In recent years, the U.S. Supreme Court has granted certiorari in an unusually large number of arbitration cases. While there has been much commentary on the decisions addressing class arbitration, there has been less discussion of those on the subject of arbitrability. This article discusses some of the Supreme Court’s arbitrability decisions to show that, over the last decade or so, the court has been gradually reshaping the legal landscape to grant more authority to arbitrators to resolve questions of arbitrability and to make it harder, in some circumstances, to argue that certain of those questions should be resolved by courts.

Before considering those decisions, however, it is worth saying a word about the term “arbitrability.” A party might assert that a dispute is not arbitrable on any number of grounds: It did not sign the contract; the arbitration clause does not cover the dispute; a condition precedent to arbitration (e.g., mediation) was not met; the contract is not valid on grounds of illegality; a statute requires that the subject matter of the dispute be resolved by the courts.

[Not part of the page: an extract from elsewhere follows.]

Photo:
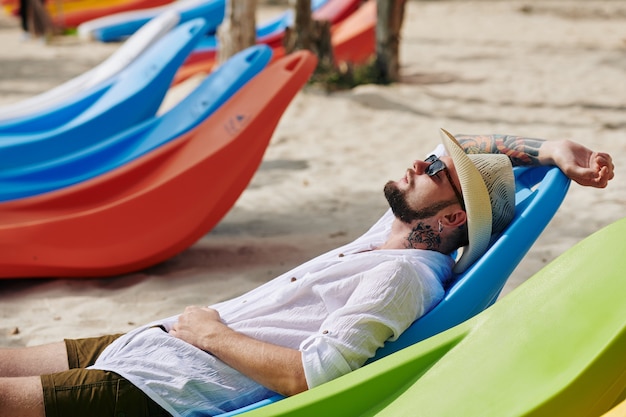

The term “arbitrability” could, from the linguistic standpoint, cover all these issues, i.e., every legal issue requiring resolution before a case can proceed to arbitration on the merits. Some commentators have lamented the broad use of that term, finding it problematic to lump together issues that raise analytically distinct questions. This is no doubt true. The question of whether a state law prohibits the arbitration of a particular subject matter, for example, raises issues of preemption distinct from the issues of contract interpretation that arise when addressing whether a particular dispute falls within the scope of an arbitration clause.